Share your dilemmas and get honest opinions from other Mumsnetters.

Disappointed we didn’t save in child trust fund?

163 replies

Bambootrees · 11/04/2025 22:42

DD is turning 18 and received the letter, she has £559. It was always in the back of my mind but never sorted it out.

We have spent in other things for them and given them lots of experiences, invested in their education, trips, opportunities, etc; but I can’t help feeling disappointed; especially since other friends are receiving letters and their parents have invested/saved.

OP posts:
Bambootrees · 11/04/2025 23:20

Any advice on which stock and share ISA she could do?

OP posts:
BurgundyZero · 11/04/2025 23:21

What would be so beneficial? Start putting aside money in a savings account for her now, a little every payday. Keep it for her for when she is 34 and despairing of ever saving enough for a house deposit.

It'll be so much more appreciated and wisely spent then.

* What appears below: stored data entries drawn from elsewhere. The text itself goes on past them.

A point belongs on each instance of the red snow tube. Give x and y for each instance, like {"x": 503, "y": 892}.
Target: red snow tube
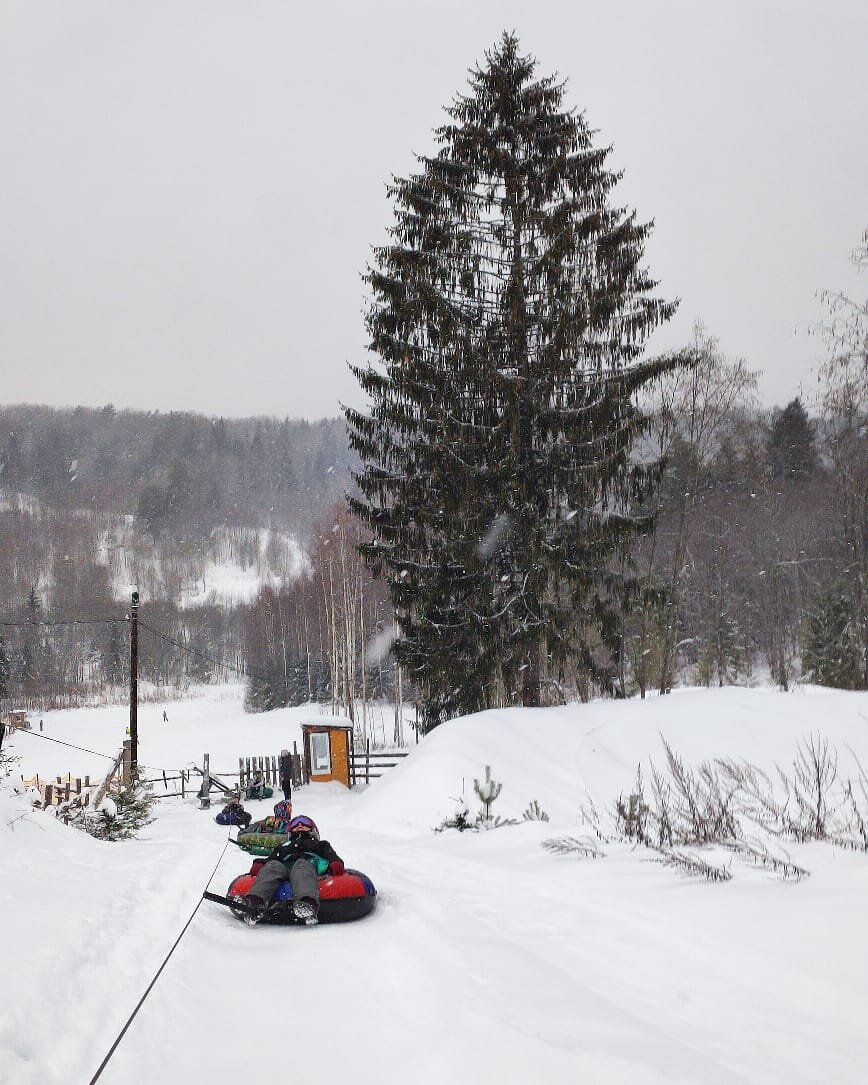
{"x": 342, "y": 897}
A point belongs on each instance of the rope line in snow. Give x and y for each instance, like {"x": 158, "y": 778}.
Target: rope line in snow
{"x": 47, "y": 738}
{"x": 245, "y": 672}
{"x": 139, "y": 1005}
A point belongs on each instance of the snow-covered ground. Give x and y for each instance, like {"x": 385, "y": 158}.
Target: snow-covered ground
{"x": 487, "y": 959}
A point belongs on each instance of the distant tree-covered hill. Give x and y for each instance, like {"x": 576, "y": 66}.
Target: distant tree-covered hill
{"x": 179, "y": 473}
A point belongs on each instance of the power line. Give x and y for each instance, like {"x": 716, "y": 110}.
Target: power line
{"x": 245, "y": 672}
{"x": 26, "y": 623}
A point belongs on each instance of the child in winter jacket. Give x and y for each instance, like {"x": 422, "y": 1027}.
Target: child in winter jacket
{"x": 302, "y": 858}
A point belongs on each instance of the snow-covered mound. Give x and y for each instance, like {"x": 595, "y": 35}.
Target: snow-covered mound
{"x": 559, "y": 756}
{"x": 488, "y": 957}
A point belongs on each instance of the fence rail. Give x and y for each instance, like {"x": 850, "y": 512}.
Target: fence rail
{"x": 367, "y": 765}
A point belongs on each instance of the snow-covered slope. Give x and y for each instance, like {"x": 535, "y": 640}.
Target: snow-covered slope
{"x": 488, "y": 958}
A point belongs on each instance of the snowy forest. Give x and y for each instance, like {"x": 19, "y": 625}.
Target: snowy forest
{"x": 531, "y": 510}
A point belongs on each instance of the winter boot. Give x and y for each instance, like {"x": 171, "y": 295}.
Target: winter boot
{"x": 254, "y": 910}
{"x": 305, "y": 909}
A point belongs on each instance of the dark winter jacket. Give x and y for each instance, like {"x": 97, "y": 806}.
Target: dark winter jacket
{"x": 302, "y": 845}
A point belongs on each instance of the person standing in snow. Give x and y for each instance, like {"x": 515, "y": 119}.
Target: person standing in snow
{"x": 302, "y": 858}
{"x": 285, "y": 774}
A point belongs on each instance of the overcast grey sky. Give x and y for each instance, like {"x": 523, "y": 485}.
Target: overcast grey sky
{"x": 190, "y": 188}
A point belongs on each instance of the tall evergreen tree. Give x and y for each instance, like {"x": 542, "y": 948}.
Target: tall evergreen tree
{"x": 791, "y": 449}
{"x": 5, "y": 669}
{"x": 509, "y": 318}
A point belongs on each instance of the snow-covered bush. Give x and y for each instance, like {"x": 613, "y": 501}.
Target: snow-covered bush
{"x": 119, "y": 816}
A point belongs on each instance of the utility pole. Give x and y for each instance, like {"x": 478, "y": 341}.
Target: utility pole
{"x": 133, "y": 683}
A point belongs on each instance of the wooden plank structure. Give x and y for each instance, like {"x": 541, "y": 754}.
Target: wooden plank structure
{"x": 328, "y": 749}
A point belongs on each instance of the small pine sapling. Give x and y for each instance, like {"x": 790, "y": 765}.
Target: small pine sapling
{"x": 487, "y": 792}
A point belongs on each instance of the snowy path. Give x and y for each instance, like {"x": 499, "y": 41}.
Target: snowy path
{"x": 487, "y": 958}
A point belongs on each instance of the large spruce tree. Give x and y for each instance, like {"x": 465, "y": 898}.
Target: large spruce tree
{"x": 509, "y": 315}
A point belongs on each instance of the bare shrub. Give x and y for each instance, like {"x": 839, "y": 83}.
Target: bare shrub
{"x": 573, "y": 845}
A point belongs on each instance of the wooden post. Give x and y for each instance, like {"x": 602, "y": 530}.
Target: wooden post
{"x": 206, "y": 781}
{"x": 127, "y": 777}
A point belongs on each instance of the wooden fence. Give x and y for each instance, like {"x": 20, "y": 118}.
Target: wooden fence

MadeofCoffee · 11/04/2025 23:21

We didn't either for both our dc @Americanlaw - we traced it though and our eldest just got his. As an aside, we chose what we thought was the safest/recommended option for his but it's lost £20! Youngest dc's is up to £800 (on green businesses so thought risky at the time and still has a few years to go!)

BertieBottsEveryFlavourBeans · 11/04/2025 23:22

I deal with these accounts at work, you get a huge range of how much is in the accounts when the child turns 18, some have a ridiculous amount of money (nearly enough to pay my mortgage off) but it's way more common for it to be a few hundred because no more money has been invested.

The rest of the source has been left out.